Russian Deputy Ambassador Dmitry Polyanskiy said the proposed statement was "unbalanced" and stressed the need to be "very cautious in this situation."
"We don't want to promote an unbalanced statement. It could just spoil the situation," Polyanskiy told reporters after the two-hour meeting.
EU countries condemn attacks
After the council failed to agree, eight European countries said in a joint statement that they "condemn the violent attacks in Sudan by Sudanese security services against civilians".
Belgium, Britain, France, Germany, Italy, Poland, The Netherlands and Sweden said the military council's "unilateral announcement to cease negotiations, appoint a government and call for elections within a too short period of time is of great concern."
"We call for an agreed transfer of power to a civilian-led government as demanded by the people of Sudan," said the European statement.
Transition plan rejected
Sudan's opposition had earlier rejected a plan by its military rulers to hold elections within nine months.
But Madani Abbas Madani, a leader of the Declaration of Freedom and Change Forces opposition alliance, said a civil disobedience campaign would continue to try to force the council from power.
"What happened, killing protesters, wounding and humiliation, was a systematic and planned matter to impose repression on the Sudanese people," he said.
The leaders of protests have demanded preparations for elections during a transitional period led by a civilian administration.
The military council has also been under both domestic and international pressure to hand over power to civilians.
Quiet on the streets
Streets in the Sudanese capital were empty on Tuesday.

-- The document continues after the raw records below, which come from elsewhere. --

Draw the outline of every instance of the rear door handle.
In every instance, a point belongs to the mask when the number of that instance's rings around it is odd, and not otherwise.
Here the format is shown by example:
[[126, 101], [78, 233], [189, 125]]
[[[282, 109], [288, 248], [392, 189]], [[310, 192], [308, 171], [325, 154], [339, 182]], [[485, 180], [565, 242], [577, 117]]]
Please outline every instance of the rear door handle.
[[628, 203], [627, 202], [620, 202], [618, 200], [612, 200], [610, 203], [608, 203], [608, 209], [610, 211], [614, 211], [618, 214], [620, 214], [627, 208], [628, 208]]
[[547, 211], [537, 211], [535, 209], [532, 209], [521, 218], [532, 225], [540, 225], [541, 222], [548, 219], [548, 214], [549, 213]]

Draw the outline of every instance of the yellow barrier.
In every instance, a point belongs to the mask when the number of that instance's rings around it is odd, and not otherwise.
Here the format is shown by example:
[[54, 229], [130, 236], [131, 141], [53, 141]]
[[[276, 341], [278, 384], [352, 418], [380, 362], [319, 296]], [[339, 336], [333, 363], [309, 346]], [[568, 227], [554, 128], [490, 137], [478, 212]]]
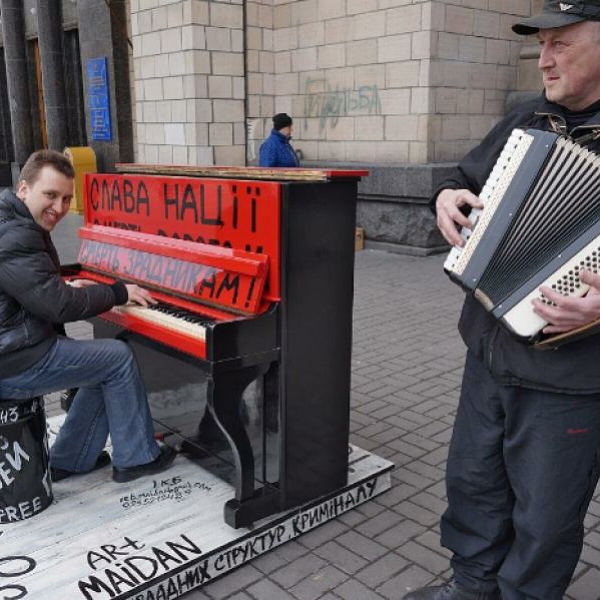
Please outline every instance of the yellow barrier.
[[80, 215], [83, 212], [83, 174], [97, 173], [95, 152], [89, 146], [66, 148], [63, 154], [71, 161], [75, 169], [75, 195], [71, 201], [70, 212]]

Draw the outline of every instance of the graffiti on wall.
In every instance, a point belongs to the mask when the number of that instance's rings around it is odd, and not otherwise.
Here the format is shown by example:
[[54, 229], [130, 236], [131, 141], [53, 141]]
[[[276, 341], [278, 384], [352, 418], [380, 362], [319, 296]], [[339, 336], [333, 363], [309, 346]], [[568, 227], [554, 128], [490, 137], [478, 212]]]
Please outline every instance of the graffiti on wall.
[[[376, 85], [361, 85], [358, 89], [335, 88], [326, 79], [307, 79], [304, 89], [304, 116], [318, 118], [323, 131], [328, 122], [335, 127], [340, 117], [379, 115], [381, 100]], [[304, 127], [307, 124], [305, 121]]]

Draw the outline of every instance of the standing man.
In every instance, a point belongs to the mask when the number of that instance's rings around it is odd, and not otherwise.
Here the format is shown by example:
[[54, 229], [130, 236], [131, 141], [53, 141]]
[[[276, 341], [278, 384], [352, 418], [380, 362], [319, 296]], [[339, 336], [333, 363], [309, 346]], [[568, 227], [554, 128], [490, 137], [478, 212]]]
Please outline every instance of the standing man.
[[[477, 194], [513, 128], [556, 131], [600, 154], [600, 0], [545, 0], [513, 29], [539, 38], [544, 93], [501, 121], [434, 194], [451, 244], [461, 244], [463, 211], [481, 206]], [[542, 289], [556, 305], [535, 301], [545, 332], [600, 317], [600, 276], [581, 278], [592, 286], [584, 298]], [[454, 577], [405, 600], [561, 600], [600, 475], [600, 338], [536, 350], [470, 297], [458, 328], [468, 349], [441, 523]]]
[[62, 324], [127, 302], [154, 301], [136, 285], [67, 285], [50, 232], [67, 214], [74, 172], [62, 154], [33, 154], [17, 193], [0, 194], [0, 398], [19, 400], [79, 388], [50, 451], [58, 481], [110, 462], [113, 478], [130, 481], [159, 473], [174, 452], [159, 448], [143, 383], [128, 346], [114, 340], [74, 340]]
[[273, 117], [271, 135], [262, 143], [259, 151], [261, 167], [299, 167], [300, 161], [290, 143], [294, 126], [292, 117], [278, 113]]

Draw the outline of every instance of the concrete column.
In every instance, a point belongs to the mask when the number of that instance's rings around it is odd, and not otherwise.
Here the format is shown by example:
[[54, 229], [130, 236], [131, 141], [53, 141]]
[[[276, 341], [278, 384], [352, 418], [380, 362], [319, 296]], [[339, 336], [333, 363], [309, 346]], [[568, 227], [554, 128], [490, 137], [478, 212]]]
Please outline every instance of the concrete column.
[[62, 64], [62, 3], [61, 0], [36, 0], [35, 4], [48, 147], [62, 152], [68, 142]]
[[11, 130], [17, 167], [25, 163], [34, 150], [29, 120], [23, 2], [22, 0], [1, 0], [0, 7]]

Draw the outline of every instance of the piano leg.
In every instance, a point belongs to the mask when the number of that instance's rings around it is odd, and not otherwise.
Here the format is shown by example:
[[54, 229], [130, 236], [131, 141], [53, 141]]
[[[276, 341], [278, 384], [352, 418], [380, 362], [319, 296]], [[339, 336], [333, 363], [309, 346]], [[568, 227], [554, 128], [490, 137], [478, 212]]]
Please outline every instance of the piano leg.
[[224, 511], [225, 522], [235, 528], [247, 527], [280, 506], [278, 490], [254, 489], [254, 452], [239, 410], [244, 391], [264, 376], [270, 366], [266, 363], [208, 375], [208, 409], [229, 440], [235, 461], [235, 497], [226, 503]]

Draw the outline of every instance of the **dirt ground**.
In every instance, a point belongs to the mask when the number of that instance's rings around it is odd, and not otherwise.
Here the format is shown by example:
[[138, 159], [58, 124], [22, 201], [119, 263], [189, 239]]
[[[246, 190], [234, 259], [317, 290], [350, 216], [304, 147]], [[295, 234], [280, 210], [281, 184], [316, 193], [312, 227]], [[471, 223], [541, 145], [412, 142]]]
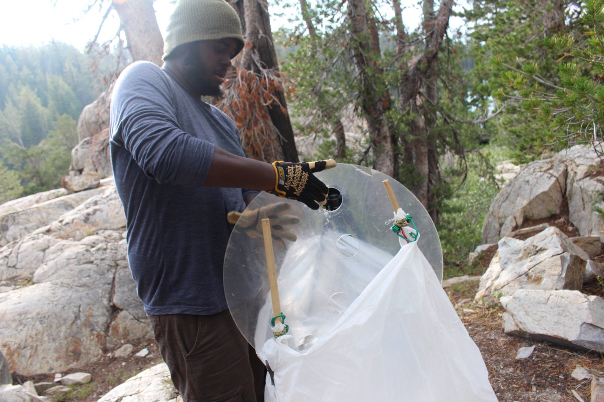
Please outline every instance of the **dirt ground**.
[[[600, 354], [505, 334], [503, 309], [474, 302], [477, 289], [478, 282], [474, 282], [454, 286], [447, 294], [483, 354], [500, 402], [577, 402], [573, 390], [590, 401], [590, 380], [578, 381], [571, 374], [580, 365], [596, 376], [604, 376]], [[520, 348], [533, 345], [535, 350], [528, 359], [515, 359]]]
[[[477, 287], [478, 282], [466, 282], [448, 288], [446, 291], [471, 337], [482, 353], [500, 402], [577, 402], [579, 400], [573, 395], [573, 390], [585, 401], [589, 401], [590, 381], [575, 380], [571, 373], [577, 365], [581, 365], [592, 374], [604, 377], [602, 356], [598, 353], [506, 335], [502, 331], [503, 310], [500, 307], [484, 307], [474, 302], [474, 295]], [[601, 292], [601, 289], [593, 290]], [[535, 348], [528, 359], [515, 359], [518, 349], [532, 345]], [[128, 378], [161, 361], [153, 339], [142, 341], [134, 346], [135, 352], [146, 347], [149, 354], [146, 357], [137, 357], [133, 354], [127, 357], [116, 358], [107, 354], [94, 364], [70, 370], [69, 372], [89, 372], [92, 375], [92, 381], [73, 387], [69, 394], [55, 400], [95, 402]], [[28, 380], [51, 382], [54, 378], [53, 375], [13, 377], [13, 383], [16, 384]]]

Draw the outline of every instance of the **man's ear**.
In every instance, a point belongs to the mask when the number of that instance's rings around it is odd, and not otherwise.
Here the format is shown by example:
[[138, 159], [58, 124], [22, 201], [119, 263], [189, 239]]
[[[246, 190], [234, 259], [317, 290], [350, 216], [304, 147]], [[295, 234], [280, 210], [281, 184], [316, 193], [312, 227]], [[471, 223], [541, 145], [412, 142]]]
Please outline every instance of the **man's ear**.
[[170, 54], [166, 57], [165, 60], [184, 60], [190, 54], [194, 48], [197, 46], [197, 42], [192, 42], [188, 43], [183, 43], [174, 48]]

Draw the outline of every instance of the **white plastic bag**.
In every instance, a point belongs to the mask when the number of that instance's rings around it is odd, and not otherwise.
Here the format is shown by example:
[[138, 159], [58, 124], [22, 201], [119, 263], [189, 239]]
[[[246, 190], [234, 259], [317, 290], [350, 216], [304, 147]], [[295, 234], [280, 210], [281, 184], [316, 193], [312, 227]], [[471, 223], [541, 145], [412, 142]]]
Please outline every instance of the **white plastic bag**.
[[330, 327], [301, 351], [291, 335], [257, 348], [274, 372], [265, 401], [497, 401], [417, 242], [402, 246]]

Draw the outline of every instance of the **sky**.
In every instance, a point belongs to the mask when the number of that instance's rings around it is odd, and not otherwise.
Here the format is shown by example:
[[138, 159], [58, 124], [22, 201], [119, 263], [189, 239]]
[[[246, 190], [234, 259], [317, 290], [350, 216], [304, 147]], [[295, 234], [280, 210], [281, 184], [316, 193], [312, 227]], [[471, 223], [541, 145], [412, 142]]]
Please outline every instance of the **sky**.
[[[98, 7], [85, 14], [89, 2], [92, 1], [0, 0], [0, 46], [37, 46], [54, 40], [83, 51], [97, 33], [102, 16]], [[154, 7], [163, 33], [173, 6], [169, 0], [156, 0]], [[100, 39], [114, 36], [119, 24], [117, 15], [112, 13], [103, 26]]]
[[[38, 46], [54, 40], [71, 43], [83, 51], [94, 37], [101, 19], [98, 7], [85, 14], [86, 5], [91, 2], [92, 0], [0, 0], [0, 46]], [[170, 0], [155, 0], [154, 3], [162, 34], [174, 7], [171, 3]], [[417, 23], [419, 11], [414, 17], [411, 14], [415, 13], [410, 9], [403, 13]], [[273, 28], [279, 24], [275, 19], [271, 18]], [[117, 14], [112, 13], [103, 25], [100, 40], [113, 37], [119, 23]], [[451, 25], [455, 24], [452, 20]]]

An Associated Press journalist saw protesters still building up barricades in the suburbs of Khartoum, even as security forces in the city centre were not allowing any access to the former sit-in site, setting up checkpoints around the area.
Scattered by the bloody assault, the protesters have vowed to keep up their campaign, suspending talks and calling for a general strike and civil disobedience.
Burhan has said military leaders would investigate Monday's violence.
He didn't mention security forces but said protests leaders bore blame for the volatile situation because they have been "extending the negotiations and seeking to exclude other political and security forces" from participating in any transitional government, accusations rejected by the SPA spokesman.
Activists said the assault appeared to be a coordinated move, with other forces attacking similar sit-ins in Khartoum's sister city of Omdurman and the eastern city of al Qadarif.